Note: Please select Windows Server 2016 Active Directory to pair with the Demo presentation as this AD integration is developed and tested mainly based on Win Server 2016 AD. Although it should be compatible with 2012 and 2008 Active Directory, verify needed.
1. Add Ad Server
First things first, you will need to authenticate an AD server in order to later authenticate an AD user or AD groups to use Splashtop service.
Please log into your System owner account, go to System tab, and click Add AD Server:
- Name: Fill up an AD Server name concatenated to the actual AD server of your company.
- LDAP URL Format: ldap://onpremise.corp <- As shown in below picture we have established an AD domain called onpremise.corp beforehand. The format thus including ldap scheme (ldap://) + implied address (onpremise.corp)+port number ( if needed). LDAPS is supported as well in current version of Gateway.
- Base DN: AD server’s distinguished name. To copy and paste the Distinguished Name of any AD object, you would like to go to View tab in Active Directory Users and Computers on Windows 2016, select Advanced Features, then right click on the target object that you want to get the distinguished name from, select Attribute Editor, double click on distinguishedName attribute to copy the parameters. Then you can simply paste the distinguished name to Gateway side.
- Account: Any valid AD user account helps to prove the relevance of an AD server. Format follows MSAD epic SAM-Account-Name.
- Password: The AD password of associated AD user account.
- Test Connection: Press this button to check the availability of desired AD server for authentication.
- Add: Press this button to add a validated AD server to the server list.
2. Add AD user or AD group
Once an AD server has been successfully authenticated, it would appear to AD server list in System- Active Directory tab.
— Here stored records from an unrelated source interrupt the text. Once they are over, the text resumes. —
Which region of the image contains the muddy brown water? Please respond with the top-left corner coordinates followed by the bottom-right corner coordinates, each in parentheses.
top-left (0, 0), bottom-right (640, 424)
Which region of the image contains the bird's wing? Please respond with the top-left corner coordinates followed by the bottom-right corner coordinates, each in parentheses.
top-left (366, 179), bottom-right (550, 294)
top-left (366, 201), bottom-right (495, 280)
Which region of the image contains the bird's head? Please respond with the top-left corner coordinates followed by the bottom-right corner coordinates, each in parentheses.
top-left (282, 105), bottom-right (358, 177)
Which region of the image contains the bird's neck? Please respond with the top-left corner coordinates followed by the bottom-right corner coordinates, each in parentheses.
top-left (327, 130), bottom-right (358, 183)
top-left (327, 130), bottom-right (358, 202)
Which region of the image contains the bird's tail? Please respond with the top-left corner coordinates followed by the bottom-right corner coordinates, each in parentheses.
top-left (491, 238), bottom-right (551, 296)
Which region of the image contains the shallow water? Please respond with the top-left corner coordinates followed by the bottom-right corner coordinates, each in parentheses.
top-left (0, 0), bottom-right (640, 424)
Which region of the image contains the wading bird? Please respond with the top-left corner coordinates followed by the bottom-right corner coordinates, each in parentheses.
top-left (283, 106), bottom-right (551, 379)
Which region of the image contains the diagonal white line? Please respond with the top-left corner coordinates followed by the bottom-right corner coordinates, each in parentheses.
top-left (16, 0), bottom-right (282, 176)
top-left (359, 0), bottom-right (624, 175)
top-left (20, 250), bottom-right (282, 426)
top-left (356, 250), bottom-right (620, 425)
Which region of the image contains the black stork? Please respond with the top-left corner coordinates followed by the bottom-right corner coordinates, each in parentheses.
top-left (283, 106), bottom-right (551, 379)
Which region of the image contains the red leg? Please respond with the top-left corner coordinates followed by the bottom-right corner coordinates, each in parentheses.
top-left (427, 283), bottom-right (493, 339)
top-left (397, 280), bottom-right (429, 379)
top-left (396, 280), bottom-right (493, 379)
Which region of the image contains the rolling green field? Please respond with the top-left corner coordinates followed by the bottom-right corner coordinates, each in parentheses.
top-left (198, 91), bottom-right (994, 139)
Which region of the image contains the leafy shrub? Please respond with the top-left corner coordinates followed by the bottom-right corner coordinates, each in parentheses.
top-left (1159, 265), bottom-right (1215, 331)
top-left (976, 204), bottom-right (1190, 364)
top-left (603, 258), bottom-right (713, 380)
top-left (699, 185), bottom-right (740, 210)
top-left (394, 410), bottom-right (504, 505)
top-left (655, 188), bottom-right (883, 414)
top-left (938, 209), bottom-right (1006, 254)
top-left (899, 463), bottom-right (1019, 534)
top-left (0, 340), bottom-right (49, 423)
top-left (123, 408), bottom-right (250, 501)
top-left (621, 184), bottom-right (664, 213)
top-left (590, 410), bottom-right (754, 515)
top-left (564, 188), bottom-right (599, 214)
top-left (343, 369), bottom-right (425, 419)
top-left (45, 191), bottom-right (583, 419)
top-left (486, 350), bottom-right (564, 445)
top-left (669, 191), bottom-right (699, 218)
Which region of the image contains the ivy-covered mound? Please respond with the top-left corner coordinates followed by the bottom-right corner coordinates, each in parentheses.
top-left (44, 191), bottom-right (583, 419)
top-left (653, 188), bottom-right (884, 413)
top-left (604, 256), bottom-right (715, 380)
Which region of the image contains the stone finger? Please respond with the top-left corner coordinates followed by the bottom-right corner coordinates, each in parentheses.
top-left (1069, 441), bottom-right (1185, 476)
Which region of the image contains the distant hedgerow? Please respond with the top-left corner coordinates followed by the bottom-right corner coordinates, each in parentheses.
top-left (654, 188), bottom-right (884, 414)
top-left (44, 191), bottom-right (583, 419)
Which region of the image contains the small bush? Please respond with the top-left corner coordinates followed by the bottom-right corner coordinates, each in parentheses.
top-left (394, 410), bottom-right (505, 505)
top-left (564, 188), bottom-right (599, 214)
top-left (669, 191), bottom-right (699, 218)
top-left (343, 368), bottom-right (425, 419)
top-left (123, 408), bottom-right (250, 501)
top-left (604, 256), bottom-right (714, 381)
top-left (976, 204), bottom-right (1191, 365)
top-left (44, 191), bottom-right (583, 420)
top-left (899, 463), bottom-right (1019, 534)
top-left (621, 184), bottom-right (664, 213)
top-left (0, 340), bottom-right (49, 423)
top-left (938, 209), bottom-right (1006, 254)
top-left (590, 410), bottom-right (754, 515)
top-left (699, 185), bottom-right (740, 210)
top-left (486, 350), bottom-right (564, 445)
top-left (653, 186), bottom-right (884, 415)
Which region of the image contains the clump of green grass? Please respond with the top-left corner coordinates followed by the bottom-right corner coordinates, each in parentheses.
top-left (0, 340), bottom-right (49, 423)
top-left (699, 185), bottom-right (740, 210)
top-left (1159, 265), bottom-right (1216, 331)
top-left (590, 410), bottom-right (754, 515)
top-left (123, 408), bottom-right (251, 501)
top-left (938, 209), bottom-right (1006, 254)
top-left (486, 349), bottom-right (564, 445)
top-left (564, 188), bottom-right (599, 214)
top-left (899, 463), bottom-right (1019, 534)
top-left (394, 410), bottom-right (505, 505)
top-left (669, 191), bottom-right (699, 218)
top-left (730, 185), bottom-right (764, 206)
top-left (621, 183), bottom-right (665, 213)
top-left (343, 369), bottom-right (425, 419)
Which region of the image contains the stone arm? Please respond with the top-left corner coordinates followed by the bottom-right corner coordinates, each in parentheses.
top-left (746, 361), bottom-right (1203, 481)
Now navigate to Management tab – Users, click on Add AD User button on the top.
- User Type: By selecting AD user, an AD individual user will be authenticated and added to Enterprise Gateway. Selecting AD group allows bulk authentication of its AD group members.
- AD Server Choice: Select the AD server which contains the target AD user or group.
- Account: Fill up the SAM-Account-Name of desired AD user or group.
- Group: Chose the initial group an AD user or AD group will fall into once added.
- Role: Chose Admin or Member to assign different access permission tailored to needs.
- Verify: Check the availability of desired AD user or group for authentication.
- OK: Add a validated AD user or group to the target group.
3. AD Group Members
Green user icon represents AD users or AD groups as shown in the below screenshot below. If an AD group has been added to Enterprise Gateway, its associated AD members would be authenticated automatically and able to log into Enterprise endpoints. The bulk authentication members can be manipulated on fixed location called AD Group Members. The AD users in AD Group Members will be showed up after log into endpoints with his/her AD account at least once. By contrast, an AD individual user added to Gateway will be displayed and modified property immediately. The user role and access permission of AD Group members cannot be modified like other types of user.
All successfully authenticated AD users can use their AD credentials to log in Enterprise endpoints and start to use Splashtop remote services.